A complete wooden gesso-painted sarcophagus of female form housed in a custom-built Edwardian glazed wooden display case, depicting the deceased wearing a tripartite wig with long lappets, fleshy face with painted detailing, wide Broad Collar with falcon-headed terminals, each wearing a sun disk, a staff with shuti symbol to each side of the collar, a figure of Sobek beneath the staff; beneath the collar kneeling Nut with her wings spread, wearing the solar disk and holding a feather in each hand, Wedjat-eye standards on either side of the goddess; the leg area of Tetosiris coffin organised as a text apron of five columns with a formula of offering and the genealogy of the deceased, protected on both sides by the Four Sons of Horus, reading:
1. Words spoken by Osiris, foremost of the westerners, good god, lord of Rosetau
2. Isis the great, mother of the god, who resides in Akhmim and Nephtys, sister of the god. That they might give
3. an offering consisting of bread and beer, oxen and fowl, wine, milk, incense, cloth and all things
4. good and pure to the ka of the Osiris Tetosiris
5. daughter of Tutu, born of Lady Tasheritmin
the sarcophagus resting on a rectangular base with a band of hieroglyphs, reading:
front: 'A boon which the king gives to Osiris, foremost of the westerners, lord of [...]'
left: 'Rosetau Osiris (?) make perfect (?) (?) [… ...]'
right: 'Tetosiris, daughter of Tutu [… … ...]'.
PROVENANCE:
By repute discovered in the necropolis of Akin.

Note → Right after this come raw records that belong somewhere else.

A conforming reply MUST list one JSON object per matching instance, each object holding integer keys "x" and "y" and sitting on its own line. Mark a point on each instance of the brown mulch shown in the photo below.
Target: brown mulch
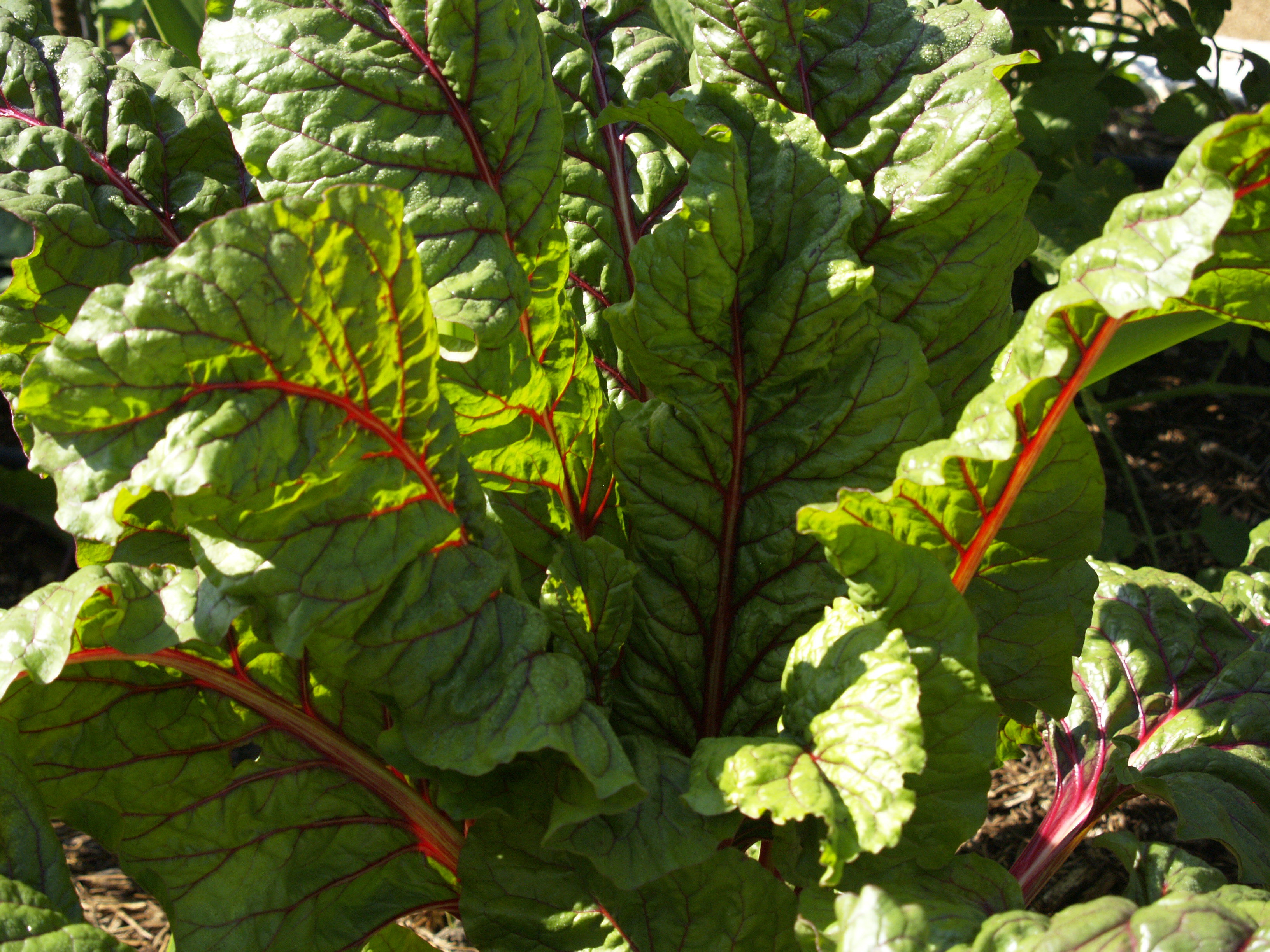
{"x": 1020, "y": 796}
{"x": 1193, "y": 452}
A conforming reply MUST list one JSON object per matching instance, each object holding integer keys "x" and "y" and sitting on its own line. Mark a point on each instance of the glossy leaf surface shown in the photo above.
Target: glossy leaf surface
{"x": 619, "y": 181}
{"x": 519, "y": 895}
{"x": 112, "y": 164}
{"x": 909, "y": 92}
{"x": 1011, "y": 500}
{"x": 1173, "y": 698}
{"x": 309, "y": 455}
{"x": 851, "y": 730}
{"x": 900, "y": 587}
{"x": 465, "y": 122}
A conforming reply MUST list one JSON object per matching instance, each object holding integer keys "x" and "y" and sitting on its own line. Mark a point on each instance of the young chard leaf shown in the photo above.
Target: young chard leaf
{"x": 588, "y": 600}
{"x": 851, "y": 730}
{"x": 408, "y": 96}
{"x": 1173, "y": 700}
{"x": 1010, "y": 502}
{"x": 262, "y": 826}
{"x": 302, "y": 438}
{"x": 1231, "y": 919}
{"x": 619, "y": 181}
{"x": 771, "y": 388}
{"x": 910, "y": 94}
{"x": 520, "y": 895}
{"x": 112, "y": 164}
{"x": 530, "y": 412}
{"x": 898, "y": 587}
{"x": 1159, "y": 869}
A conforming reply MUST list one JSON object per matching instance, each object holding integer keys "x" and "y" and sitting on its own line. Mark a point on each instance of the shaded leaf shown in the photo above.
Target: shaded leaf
{"x": 112, "y": 164}
{"x": 588, "y": 600}
{"x": 619, "y": 179}
{"x": 30, "y": 851}
{"x": 1173, "y": 700}
{"x": 905, "y": 588}
{"x": 521, "y": 897}
{"x": 656, "y": 837}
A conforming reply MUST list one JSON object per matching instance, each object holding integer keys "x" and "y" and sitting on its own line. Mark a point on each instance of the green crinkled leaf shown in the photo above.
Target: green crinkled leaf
{"x": 1173, "y": 700}
{"x": 909, "y": 92}
{"x": 1159, "y": 869}
{"x": 1233, "y": 284}
{"x": 1030, "y": 591}
{"x": 396, "y": 938}
{"x": 771, "y": 388}
{"x": 1075, "y": 210}
{"x": 112, "y": 164}
{"x": 126, "y": 607}
{"x": 31, "y": 923}
{"x": 906, "y": 588}
{"x": 307, "y": 451}
{"x": 521, "y": 897}
{"x": 851, "y": 732}
{"x": 260, "y": 827}
{"x": 660, "y": 115}
{"x": 1231, "y": 919}
{"x": 656, "y": 837}
{"x": 873, "y": 922}
{"x": 619, "y": 179}
{"x": 956, "y": 900}
{"x": 529, "y": 410}
{"x": 407, "y": 96}
{"x": 30, "y": 851}
{"x": 588, "y": 600}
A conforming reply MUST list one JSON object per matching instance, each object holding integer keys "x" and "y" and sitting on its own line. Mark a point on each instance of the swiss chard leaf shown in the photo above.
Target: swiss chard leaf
{"x": 1231, "y": 919}
{"x": 112, "y": 164}
{"x": 30, "y": 922}
{"x": 657, "y": 837}
{"x": 308, "y": 452}
{"x": 30, "y": 851}
{"x": 619, "y": 181}
{"x": 1159, "y": 869}
{"x": 1232, "y": 284}
{"x": 851, "y": 730}
{"x": 901, "y": 587}
{"x": 1173, "y": 700}
{"x": 909, "y": 93}
{"x": 520, "y": 895}
{"x": 771, "y": 388}
{"x": 262, "y": 826}
{"x": 1010, "y": 502}
{"x": 464, "y": 121}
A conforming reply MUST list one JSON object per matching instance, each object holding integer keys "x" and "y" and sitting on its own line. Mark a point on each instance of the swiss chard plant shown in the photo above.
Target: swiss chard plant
{"x": 445, "y": 399}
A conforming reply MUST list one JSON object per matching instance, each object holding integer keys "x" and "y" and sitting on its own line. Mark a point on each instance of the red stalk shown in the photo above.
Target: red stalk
{"x": 436, "y": 835}
{"x": 1034, "y": 446}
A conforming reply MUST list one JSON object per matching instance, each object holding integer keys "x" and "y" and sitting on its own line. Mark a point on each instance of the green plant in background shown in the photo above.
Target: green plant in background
{"x": 1062, "y": 105}
{"x": 444, "y": 400}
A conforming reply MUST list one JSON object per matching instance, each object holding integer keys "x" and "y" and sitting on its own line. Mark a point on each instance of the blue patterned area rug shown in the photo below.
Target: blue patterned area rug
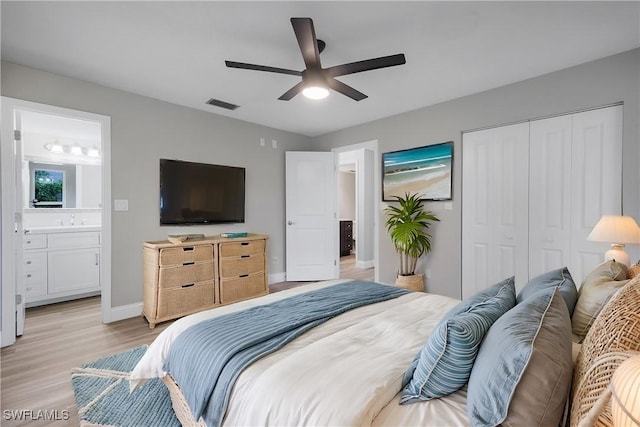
{"x": 101, "y": 390}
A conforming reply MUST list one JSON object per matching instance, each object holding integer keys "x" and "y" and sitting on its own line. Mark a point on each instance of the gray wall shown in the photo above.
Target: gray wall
{"x": 143, "y": 130}
{"x": 602, "y": 82}
{"x": 347, "y": 195}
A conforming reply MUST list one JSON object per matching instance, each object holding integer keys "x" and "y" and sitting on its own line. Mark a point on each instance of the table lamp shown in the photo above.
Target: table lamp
{"x": 617, "y": 230}
{"x": 625, "y": 393}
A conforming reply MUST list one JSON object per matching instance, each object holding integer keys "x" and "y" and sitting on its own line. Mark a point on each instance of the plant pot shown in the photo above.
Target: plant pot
{"x": 414, "y": 282}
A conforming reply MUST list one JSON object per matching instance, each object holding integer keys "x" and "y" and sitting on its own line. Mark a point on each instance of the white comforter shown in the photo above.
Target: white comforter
{"x": 347, "y": 371}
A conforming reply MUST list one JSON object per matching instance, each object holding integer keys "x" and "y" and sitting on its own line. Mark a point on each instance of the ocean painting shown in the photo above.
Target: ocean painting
{"x": 425, "y": 171}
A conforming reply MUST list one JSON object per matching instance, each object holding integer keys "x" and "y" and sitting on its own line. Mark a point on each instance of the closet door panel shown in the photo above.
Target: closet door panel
{"x": 476, "y": 224}
{"x": 596, "y": 181}
{"x": 495, "y": 171}
{"x": 550, "y": 194}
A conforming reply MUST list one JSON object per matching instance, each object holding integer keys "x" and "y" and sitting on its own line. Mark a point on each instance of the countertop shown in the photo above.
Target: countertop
{"x": 61, "y": 229}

Victorian or Edwardian collection, based on the custom-built display case.
Acquired in The Hague, Holland, 1961.
With Christie’s, London, 7 November 2001, lot 394.
Accompanied by copies of the relevant Christie's catalogue pages and a copy of the Christie's purchase invoice.
Private collection of Egyptologist Paul Whelan, Hertfordshire, UK.
Accompanied by an academic report by Dr Alberto Maria Pollastrini.
This lot has been checked against the Interpol Database of stolen works of art and is accompanied by AIAD certificate number no.11034-182413.
LITERATURE:
See Abdelhalim, A., The Stela of Nes-Hor from Akhmim CG 22142, Shedet 6 (2019); Elias, J., Examination of the Three Egyptian Coffins in the Buffalo Museum of Scienze, Ahmim Mummy Studies Research Paper 96-1 (1996, revised 2012); Tamas, M., Takwa, S., Kholoud, A., The Ensemble of Djed-Hor (Coffin, Cartonnage and Hypocephalus) in the Egyptian Museum of Cairo, RdE 62, 2011; Rindi Nuzzolo Carlo, 'Tradition and Transformation: retracing Ptah-Sokar-Osiris figures from Akhmim in Museums and Private Collections' in Todd Gillen (ed.), (Re)productive Traditions in Ancient Egypt (=Aegyptiaca Leodiensia), Liège, 2017.